In GenericProjectTransformer we compare fromDataType vs toDataType to convert the Coral IR function generic_project to its Trino compatible representation.
fromDataType is derived using Coral IR while toDataType is derived entirely through Calcite, both are of type RelDataType. However, #449 introduced a change where Coral IR (RelNodes) are generated using StructKind.PEEK_FIELDS_NO_EXPAND instead of StructKind.FULLY_QUALIFIED.
The problem now is that the comparison now reports 2 structs that are actually the same (same fields) as not equal. For the purposes of GenericProjectTransformer, we should consider the two StructKinds as equivalent since we only care about the struct fields (and whether or not they should be casted/transformed). Once the "inequivalent" structs are reported, the transformer will apply a redundant transform or cast.
For example, before #449, for a view in hive with a column of type users:array<struct<id:int,name:string>>, would simply be selected in the final translation SQL as users.
After #449, the same column in the same view would be rewritten as:
transform(users, x -> cast(row("x"."id", "x"."name") as row("id" int, "name" varchar)))
A transform was never needed in the first place (the generic_project never required it), now a transform is added and all it's doing is transforming a column into it's own original type.
How was this patch tested?
- Selectively tested on production views that were regressing for this reason
- i-tested, expected regressions (back to the state before 449)
In
GenericProjectTransformerwe compare ...
Can we always introduce which part of the pipeline this happens? Example: In LHS, when converting from Hive SqlNode to Coral SqlNode, etc. Heads up for others: @aastha25 @ljfgem @rzhang10
As discussed offline, please check if it is possible to use StructKind.PEEK_FIELDS_NO_EXPAND during all RelNode creation steps in the translation pipeline so that we dont have StructKind.FULLY_QUALIFIED type struct fields anywhere and hence no mismatch in the first place. String comparison for for different StructKind looks fragile. We could probably reuse CoralJavaTypeFactoryImpl and HiveRelBuilder.
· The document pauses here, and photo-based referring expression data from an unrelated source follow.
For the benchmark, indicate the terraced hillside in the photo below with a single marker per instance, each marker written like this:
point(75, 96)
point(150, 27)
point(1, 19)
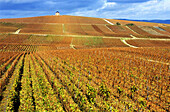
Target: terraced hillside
point(69, 63)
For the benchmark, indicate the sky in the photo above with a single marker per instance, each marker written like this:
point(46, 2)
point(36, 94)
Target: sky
point(112, 9)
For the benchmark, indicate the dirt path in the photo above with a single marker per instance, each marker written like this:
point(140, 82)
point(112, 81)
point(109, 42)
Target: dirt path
point(124, 41)
point(131, 29)
point(90, 36)
point(133, 36)
point(17, 32)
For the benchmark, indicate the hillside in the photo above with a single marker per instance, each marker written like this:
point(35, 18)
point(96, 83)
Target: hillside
point(76, 26)
point(83, 64)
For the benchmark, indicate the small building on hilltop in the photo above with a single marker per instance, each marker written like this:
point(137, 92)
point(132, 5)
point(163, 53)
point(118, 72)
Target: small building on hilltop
point(57, 13)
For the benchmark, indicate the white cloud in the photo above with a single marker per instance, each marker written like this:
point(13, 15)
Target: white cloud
point(18, 1)
point(153, 9)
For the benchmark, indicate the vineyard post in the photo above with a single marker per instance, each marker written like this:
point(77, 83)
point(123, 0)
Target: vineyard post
point(111, 109)
point(147, 89)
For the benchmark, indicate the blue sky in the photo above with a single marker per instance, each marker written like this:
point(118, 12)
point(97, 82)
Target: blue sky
point(114, 9)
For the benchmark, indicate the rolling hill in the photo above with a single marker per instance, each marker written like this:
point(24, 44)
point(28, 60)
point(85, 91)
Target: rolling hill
point(82, 64)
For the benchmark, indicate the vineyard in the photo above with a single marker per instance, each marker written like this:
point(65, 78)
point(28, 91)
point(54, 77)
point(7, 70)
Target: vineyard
point(74, 64)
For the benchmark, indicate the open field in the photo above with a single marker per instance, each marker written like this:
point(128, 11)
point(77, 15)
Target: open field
point(72, 64)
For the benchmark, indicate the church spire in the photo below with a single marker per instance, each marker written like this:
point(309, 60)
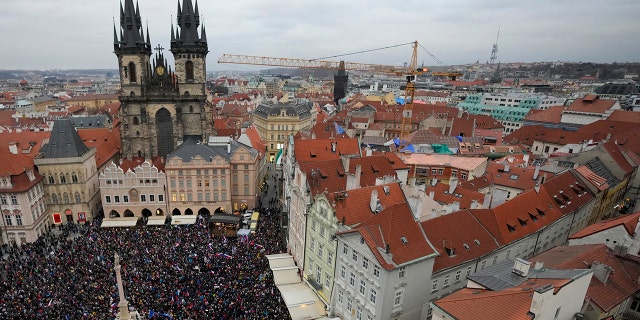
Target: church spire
point(131, 28)
point(188, 23)
point(203, 35)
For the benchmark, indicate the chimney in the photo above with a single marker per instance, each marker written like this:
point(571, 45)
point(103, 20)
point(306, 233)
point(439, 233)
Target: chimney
point(540, 297)
point(539, 265)
point(374, 203)
point(353, 180)
point(601, 271)
point(453, 183)
point(345, 162)
point(521, 267)
point(486, 203)
point(13, 147)
point(368, 152)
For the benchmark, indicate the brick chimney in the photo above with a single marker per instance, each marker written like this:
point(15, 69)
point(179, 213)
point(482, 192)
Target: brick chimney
point(13, 147)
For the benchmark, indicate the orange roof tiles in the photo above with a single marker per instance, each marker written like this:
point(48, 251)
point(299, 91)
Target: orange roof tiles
point(591, 103)
point(394, 228)
point(467, 241)
point(519, 217)
point(256, 141)
point(322, 149)
point(330, 175)
point(620, 285)
point(568, 194)
point(552, 115)
point(597, 181)
point(625, 116)
point(629, 222)
point(105, 140)
point(464, 197)
point(512, 303)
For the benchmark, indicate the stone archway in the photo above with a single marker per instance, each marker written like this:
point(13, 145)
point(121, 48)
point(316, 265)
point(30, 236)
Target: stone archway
point(146, 212)
point(164, 132)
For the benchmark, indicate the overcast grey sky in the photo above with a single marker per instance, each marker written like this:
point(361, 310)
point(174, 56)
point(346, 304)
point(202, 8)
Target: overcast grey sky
point(69, 34)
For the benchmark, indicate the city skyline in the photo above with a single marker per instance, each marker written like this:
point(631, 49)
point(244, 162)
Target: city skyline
point(73, 35)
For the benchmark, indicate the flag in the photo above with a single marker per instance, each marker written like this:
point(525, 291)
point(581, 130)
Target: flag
point(339, 129)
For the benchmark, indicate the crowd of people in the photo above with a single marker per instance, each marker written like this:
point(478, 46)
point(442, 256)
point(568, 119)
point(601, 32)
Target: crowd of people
point(168, 272)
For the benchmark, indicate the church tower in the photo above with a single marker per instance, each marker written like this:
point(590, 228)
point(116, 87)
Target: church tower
point(189, 51)
point(132, 49)
point(161, 108)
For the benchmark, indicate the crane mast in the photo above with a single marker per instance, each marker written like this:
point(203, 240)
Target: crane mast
point(410, 73)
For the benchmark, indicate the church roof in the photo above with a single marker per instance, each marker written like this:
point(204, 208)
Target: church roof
point(64, 142)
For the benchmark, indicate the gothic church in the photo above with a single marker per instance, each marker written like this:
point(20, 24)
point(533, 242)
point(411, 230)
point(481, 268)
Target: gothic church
point(161, 107)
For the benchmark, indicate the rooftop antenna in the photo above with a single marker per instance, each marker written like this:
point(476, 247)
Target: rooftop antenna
point(494, 50)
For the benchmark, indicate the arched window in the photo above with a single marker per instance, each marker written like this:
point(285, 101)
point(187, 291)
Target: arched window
point(188, 67)
point(143, 115)
point(132, 72)
point(179, 114)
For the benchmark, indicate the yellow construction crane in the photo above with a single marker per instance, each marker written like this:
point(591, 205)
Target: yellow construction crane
point(410, 73)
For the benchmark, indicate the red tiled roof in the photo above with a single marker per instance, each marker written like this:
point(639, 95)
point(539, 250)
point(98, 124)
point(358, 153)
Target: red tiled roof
point(568, 194)
point(591, 103)
point(321, 149)
point(467, 241)
point(552, 115)
point(28, 142)
point(517, 177)
point(131, 164)
point(330, 175)
point(625, 116)
point(597, 181)
point(395, 161)
point(629, 222)
point(256, 141)
point(519, 217)
point(464, 197)
point(616, 153)
point(396, 229)
point(105, 140)
point(600, 129)
point(620, 284)
point(512, 303)
point(354, 209)
point(94, 97)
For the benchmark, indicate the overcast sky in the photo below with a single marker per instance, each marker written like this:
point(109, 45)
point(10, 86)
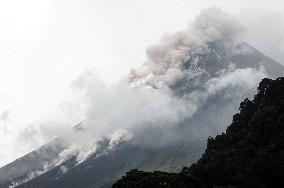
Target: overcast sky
point(45, 45)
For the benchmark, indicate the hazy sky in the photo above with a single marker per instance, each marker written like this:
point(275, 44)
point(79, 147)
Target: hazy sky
point(45, 45)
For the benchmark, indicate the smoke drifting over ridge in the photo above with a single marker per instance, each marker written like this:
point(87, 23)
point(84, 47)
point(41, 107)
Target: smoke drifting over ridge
point(150, 96)
point(115, 111)
point(166, 59)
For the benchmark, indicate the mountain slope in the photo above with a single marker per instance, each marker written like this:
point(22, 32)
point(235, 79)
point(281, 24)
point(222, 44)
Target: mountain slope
point(249, 154)
point(106, 166)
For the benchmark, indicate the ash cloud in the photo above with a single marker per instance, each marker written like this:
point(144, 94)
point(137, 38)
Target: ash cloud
point(166, 59)
point(147, 98)
point(151, 98)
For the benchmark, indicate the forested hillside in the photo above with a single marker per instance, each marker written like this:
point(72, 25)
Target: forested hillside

As discussed offline, please check if it is possible to use StructKind.PEEK_FIELDS_NO_EXPAND during all RelNode creation steps
What are the "all RelNode creation steps"? How to identify them?
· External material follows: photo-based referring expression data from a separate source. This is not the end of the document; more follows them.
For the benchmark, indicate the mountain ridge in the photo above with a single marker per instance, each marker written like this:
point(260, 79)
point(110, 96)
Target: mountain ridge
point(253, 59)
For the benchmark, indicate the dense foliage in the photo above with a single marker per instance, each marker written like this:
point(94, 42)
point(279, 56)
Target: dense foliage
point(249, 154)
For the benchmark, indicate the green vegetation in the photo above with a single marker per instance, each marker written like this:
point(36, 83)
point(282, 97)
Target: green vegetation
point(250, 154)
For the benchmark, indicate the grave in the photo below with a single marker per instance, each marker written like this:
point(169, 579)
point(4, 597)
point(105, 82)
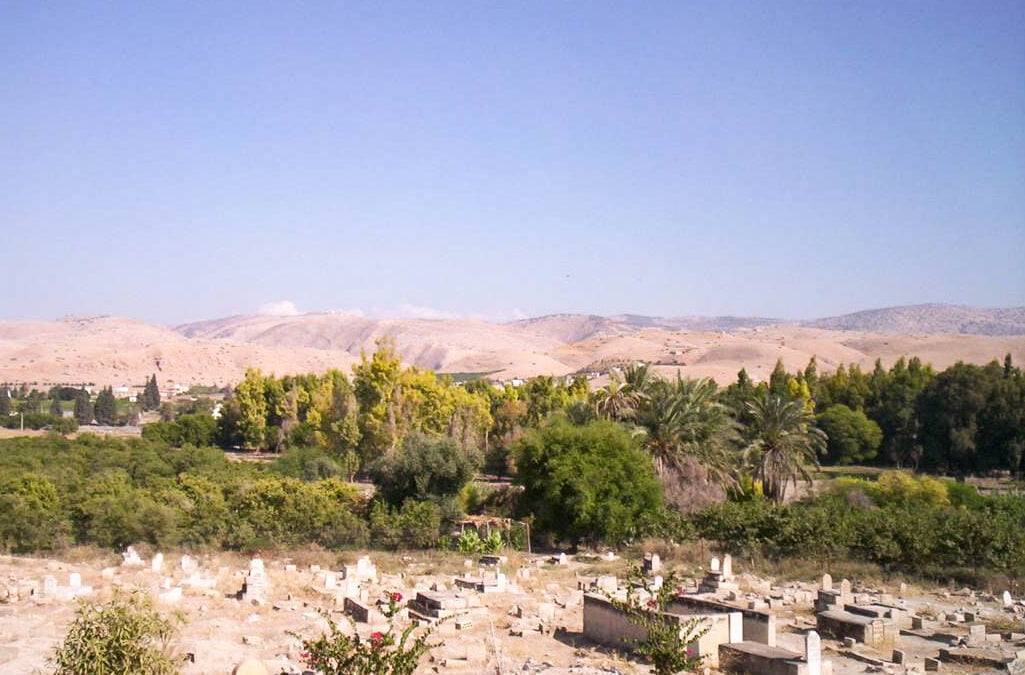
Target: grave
point(719, 579)
point(876, 632)
point(255, 587)
point(131, 558)
point(605, 624)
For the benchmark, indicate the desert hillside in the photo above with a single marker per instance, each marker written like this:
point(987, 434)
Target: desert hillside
point(125, 351)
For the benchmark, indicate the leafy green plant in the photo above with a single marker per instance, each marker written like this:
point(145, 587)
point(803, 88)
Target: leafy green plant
point(667, 636)
point(387, 652)
point(123, 635)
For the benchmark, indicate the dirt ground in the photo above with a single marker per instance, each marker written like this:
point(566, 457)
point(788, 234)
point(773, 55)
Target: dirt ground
point(535, 625)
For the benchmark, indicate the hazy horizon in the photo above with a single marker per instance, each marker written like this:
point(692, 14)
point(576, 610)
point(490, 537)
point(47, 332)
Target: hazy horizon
point(174, 163)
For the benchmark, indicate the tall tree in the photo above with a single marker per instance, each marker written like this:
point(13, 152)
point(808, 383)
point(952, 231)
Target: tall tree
point(250, 404)
point(784, 443)
point(106, 408)
point(151, 394)
point(83, 407)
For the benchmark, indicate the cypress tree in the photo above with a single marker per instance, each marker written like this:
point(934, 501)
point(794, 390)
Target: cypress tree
point(106, 409)
point(151, 394)
point(83, 409)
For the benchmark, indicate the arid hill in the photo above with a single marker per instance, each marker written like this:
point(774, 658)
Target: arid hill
point(930, 319)
point(124, 351)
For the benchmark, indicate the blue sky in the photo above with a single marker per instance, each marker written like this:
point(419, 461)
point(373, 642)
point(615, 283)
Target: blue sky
point(176, 161)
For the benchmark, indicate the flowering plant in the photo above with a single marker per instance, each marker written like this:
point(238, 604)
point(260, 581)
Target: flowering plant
point(383, 652)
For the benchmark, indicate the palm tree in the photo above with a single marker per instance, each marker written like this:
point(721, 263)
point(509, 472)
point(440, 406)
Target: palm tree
point(784, 443)
point(683, 419)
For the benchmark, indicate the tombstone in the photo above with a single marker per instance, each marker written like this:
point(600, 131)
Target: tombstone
point(170, 596)
point(813, 652)
point(250, 667)
point(256, 584)
point(130, 557)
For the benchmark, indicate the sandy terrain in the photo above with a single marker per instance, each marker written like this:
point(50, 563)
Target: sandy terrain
point(124, 351)
point(534, 625)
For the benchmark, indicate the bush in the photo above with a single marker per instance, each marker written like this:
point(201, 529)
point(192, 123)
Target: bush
point(123, 635)
point(424, 467)
point(387, 652)
point(590, 481)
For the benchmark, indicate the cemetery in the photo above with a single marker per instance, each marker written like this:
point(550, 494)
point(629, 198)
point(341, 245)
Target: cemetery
point(557, 614)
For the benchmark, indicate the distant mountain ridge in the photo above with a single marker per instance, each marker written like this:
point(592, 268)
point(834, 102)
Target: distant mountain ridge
point(931, 319)
point(120, 350)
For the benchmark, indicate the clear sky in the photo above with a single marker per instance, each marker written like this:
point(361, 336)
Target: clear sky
point(177, 161)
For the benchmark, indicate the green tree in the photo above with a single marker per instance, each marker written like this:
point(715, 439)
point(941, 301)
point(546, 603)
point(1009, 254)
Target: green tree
point(590, 482)
point(423, 468)
point(783, 443)
point(151, 394)
point(83, 407)
point(250, 404)
point(122, 635)
point(376, 385)
point(852, 437)
point(106, 408)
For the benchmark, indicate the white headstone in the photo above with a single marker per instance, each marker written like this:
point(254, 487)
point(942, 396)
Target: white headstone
point(813, 654)
point(131, 557)
point(736, 627)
As discussed offline, please check if it is possible to use StructKind.PEEK_FIELDS_NO_EXPAND during all RelNode creation steps
What are the "all RelNode creation steps"? How to identify them?
There's 2 places off the top of my head: a) on the LHS: Coral SqlNode1 ---> CoralRelNode. b) During type derivation .
I suspect this is the reason why fromDataType and toDataType don't match here https://github.com/linkedin/coral/pull/512/files#diff-5bd7b847ded0e80b31c380003182e5f91b9e8c2e202ac25d3ae2dff0a76c5b48R206
I think if we want to do this, we might want to always leverage a RelBuilder like this (which actually triggers the PEEK_FIELDS_NO_EXPAND path).
Also if we do it, I think we should do it only if it make sense semantically in the first place, with plausible explanation (as opposed to doing it solely to address the incompatibility check).
The issue has less to do with RelNode creation (which consistently uses the same TypeFactory across Coral). Issue lies in how we create the expected data type or toDataType, updated PR description to explain.